House debates
Monday, 21 March 2011
Environment Protection and Biodiversity Conservation (Abolition of Alpine Grazing) Bill 2011
Second Reading
Adam Bandt (Melbourne, Australian Greens) Share this | Hansard source
I move:
That this bill be now read a second time.
I have been on the record, as have the Greens, for quite some time now highlighting the necessity for the Commonwealth to take urgent action to remove cattle from Victoria’s pristine high country.
Every day that the cattle remain is a failure of government to protect our National Heritage listed places, our endangered and threatened species and our natural alpine water reservoirs.
So I welcome the decision made by the minister on Friday to demand that the Victorian state government’s decision to reintroduce cattle into the Alpine National Park be referred to the Commonwealth for assessment.
Even though that decision does not bring about a conclusion to this matter and even though the minister was forced to move slowly through the provisions of the Environment Protection and Biodiversity Conservation Act—far too slowly, in my opinion, and I will come back to the flaws in the act in a moment—his announcement is clearly a step in the right direction.
The cattle have been back in the park for three months now—they were introduced under the farcical guise of scientific research by a brand new Victorian Baillieu government determined to meet an environmentally irresponsible election deal.
We have seen a lot in those three months.
We have seen a state government scramble to put some scientific justification behind their rushed decision to reintroduce cattle, only to come up looking foolish.
We have seen hundreds of scientists publicly oppose the grazing trial, and not one publicly supporting it.
We have seen park rangers in the media distressed at having to facilitate the grazing trial at the expense of genuine conservation work.
We have seen National Party members arguing that they have some sort of state mandate from the people to let cattle run loose in the park and trash the environment, and that somehow this overrides our federal law and our international obligations.

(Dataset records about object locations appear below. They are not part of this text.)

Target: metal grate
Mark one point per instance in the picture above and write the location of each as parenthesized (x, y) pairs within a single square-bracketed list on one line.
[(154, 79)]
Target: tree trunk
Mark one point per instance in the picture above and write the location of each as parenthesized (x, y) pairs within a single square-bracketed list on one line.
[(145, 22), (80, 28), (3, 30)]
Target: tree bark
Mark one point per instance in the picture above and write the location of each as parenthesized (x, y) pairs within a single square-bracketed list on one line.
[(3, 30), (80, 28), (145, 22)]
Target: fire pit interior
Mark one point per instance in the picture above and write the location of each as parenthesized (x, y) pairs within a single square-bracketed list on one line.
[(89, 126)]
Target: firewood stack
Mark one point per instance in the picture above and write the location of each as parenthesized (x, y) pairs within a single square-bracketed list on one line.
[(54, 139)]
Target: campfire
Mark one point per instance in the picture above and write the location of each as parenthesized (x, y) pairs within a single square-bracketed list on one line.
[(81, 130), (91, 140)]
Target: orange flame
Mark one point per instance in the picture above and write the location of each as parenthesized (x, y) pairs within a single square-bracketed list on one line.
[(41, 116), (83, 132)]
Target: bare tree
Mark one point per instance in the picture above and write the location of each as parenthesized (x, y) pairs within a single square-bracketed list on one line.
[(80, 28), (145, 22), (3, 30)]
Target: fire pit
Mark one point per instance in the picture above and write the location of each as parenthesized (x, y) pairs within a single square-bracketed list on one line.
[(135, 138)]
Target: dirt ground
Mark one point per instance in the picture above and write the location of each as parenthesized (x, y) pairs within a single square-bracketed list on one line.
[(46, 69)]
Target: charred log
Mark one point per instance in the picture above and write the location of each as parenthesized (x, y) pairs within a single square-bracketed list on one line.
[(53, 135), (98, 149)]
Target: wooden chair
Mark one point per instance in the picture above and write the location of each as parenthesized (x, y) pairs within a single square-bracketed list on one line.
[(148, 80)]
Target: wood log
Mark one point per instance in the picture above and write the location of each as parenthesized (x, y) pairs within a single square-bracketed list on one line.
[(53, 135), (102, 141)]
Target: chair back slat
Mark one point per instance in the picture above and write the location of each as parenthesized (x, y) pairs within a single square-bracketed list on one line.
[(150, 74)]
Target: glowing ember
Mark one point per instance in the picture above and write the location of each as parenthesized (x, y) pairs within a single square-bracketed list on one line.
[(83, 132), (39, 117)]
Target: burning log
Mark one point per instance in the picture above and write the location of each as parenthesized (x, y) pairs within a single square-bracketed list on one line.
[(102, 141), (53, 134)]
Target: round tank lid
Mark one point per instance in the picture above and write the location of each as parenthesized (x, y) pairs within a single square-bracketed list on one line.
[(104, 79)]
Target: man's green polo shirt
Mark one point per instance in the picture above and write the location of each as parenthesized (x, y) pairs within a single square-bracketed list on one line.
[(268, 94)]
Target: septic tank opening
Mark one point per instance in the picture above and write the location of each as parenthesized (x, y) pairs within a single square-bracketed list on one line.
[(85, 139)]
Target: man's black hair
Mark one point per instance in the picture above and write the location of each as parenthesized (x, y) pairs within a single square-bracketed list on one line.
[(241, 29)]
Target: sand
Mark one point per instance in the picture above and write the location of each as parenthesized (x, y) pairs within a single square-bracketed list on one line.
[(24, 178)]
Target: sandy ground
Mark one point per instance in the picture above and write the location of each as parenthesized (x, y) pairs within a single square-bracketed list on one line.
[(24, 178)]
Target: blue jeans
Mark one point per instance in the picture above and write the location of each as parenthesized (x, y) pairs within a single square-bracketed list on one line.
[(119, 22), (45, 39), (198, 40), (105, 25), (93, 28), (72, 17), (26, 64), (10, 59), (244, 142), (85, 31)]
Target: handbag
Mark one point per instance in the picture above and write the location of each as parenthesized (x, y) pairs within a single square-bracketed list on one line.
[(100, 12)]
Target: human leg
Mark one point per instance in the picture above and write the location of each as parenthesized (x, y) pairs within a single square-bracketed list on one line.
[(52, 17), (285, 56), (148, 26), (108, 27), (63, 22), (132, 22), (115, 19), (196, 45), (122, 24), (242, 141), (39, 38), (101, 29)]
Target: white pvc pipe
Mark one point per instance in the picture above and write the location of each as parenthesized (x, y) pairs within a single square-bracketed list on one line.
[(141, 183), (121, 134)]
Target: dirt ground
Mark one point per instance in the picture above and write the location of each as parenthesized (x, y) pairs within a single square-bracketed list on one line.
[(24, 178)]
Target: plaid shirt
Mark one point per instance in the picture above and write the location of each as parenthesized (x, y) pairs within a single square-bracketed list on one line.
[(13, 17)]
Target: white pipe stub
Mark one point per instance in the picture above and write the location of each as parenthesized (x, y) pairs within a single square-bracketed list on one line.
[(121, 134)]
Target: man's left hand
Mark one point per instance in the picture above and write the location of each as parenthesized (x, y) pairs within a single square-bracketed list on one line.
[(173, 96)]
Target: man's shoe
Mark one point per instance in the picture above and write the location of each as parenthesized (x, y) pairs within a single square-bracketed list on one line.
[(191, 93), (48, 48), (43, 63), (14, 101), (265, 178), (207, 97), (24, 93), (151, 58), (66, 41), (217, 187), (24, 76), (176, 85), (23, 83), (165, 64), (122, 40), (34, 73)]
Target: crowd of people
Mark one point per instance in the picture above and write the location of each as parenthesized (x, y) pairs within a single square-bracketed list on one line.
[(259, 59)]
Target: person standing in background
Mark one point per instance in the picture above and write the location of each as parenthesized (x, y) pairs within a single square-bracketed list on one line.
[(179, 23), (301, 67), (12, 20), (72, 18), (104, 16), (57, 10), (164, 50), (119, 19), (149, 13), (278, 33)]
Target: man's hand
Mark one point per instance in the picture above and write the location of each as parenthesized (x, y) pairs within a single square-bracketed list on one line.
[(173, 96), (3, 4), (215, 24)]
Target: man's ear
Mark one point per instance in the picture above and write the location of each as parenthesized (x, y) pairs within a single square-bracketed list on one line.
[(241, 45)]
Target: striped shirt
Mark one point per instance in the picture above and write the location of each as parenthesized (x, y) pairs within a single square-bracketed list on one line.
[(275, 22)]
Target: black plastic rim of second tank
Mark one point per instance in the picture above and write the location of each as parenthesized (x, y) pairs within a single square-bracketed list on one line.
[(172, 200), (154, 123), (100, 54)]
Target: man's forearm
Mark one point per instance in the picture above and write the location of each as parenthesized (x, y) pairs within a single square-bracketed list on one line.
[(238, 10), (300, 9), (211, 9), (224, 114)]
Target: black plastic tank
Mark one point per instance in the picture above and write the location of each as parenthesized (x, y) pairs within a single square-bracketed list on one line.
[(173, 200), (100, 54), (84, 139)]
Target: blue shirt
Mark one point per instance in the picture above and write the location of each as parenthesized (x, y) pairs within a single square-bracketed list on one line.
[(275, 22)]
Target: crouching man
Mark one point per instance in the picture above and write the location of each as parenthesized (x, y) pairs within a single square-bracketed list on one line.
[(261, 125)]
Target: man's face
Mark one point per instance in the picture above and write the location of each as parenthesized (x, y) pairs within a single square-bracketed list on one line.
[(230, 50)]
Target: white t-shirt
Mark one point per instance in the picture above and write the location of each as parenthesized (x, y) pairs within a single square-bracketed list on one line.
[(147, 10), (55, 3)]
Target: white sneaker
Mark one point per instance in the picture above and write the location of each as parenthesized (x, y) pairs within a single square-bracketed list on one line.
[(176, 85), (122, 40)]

And I am sure we are about to hear National Party members make all sorts of justifications in just a moment, and come to the defence of a state government that has managed to destroy any environmental credibility it had within moments of achieving office, but that is all beside the point:
The cattle are doing significant damage now, and it is time they were removed.
One would assume that the legal protection of the environment inside a national park would be a given. Indeed, one might assume that national parks are subject to a higher level of protection. However, given the complications of federal/state division of legislative responsibility, and given the lack of any federal law that specifically lists that which may or may not occur in National Heritage listed places, it is the at times flawed EPBC Act that we turn to to define what is and is not an acceptable impact on the environment—whether the environment is a national park or the middle of a city.
The subjectivity inherent in the act therefore has the side effect of exposing some of our most important and pristine natural places to all sorts of inappropriate treatment, sometimes without providing an adequate mechanism to urgently disallow it.
That is the situation we find ourselves in here. We have a state government which has the necessary legal resources to advise a particular course of action, knowing full well that the federal repercussions will be slow. The state government knows that the federal minister is required to use the resources of the federal department to investigate the matter at length, and exhaust any legal repercussions, before issuing any directives.
I have no doubt that the federal minister’s intentions are commendable—I have heard him speak about his own views on the alpine grazing issue—but I also realise that we have two well-resourced governments of different political parties fighting over an issue, all in the context of a flawed federal act, and this debate has become one of political grandstanding rather than a question of environmental protection.
We are approaching winter and, temporarily at least, the seasons will do that which the government is too slow to do: the snow season will require cattle to retreat from the high country until late spring.
By then, the minister will need to have worked through the act—but there are many steps involved before the minister is in a position to accept or reject the trial, and the subjectivity inherent in the act prevents any of us from predicting the end result.
We have a small window of opportunity to ensure an end to this environmental vandalism, and we need to keep open the option of a legislative backstop that will unequivocally require the removal of cattle from the Victorian high country.
This bill is that legislative backstop. It deems the minister to have received a referral from the Victorian government, and to have rejected it.
The effect of writing the provisions of this bill into the EPBC Act is to avoid the time- and resource-consuming federal/state stand off, and require the instant removal of any cattle from the park, thus finally putting an end to the practice of alpine grazing.
In concluding, let me reiterate that I am truly hopeful that the minister can get a result before the grazing season starts again. But given the lack of certainty, and given that the future of the beautiful high country is at stake, I encourage government members to leave open the option of supporting this bill in a vote when the House resumes sitting in winter.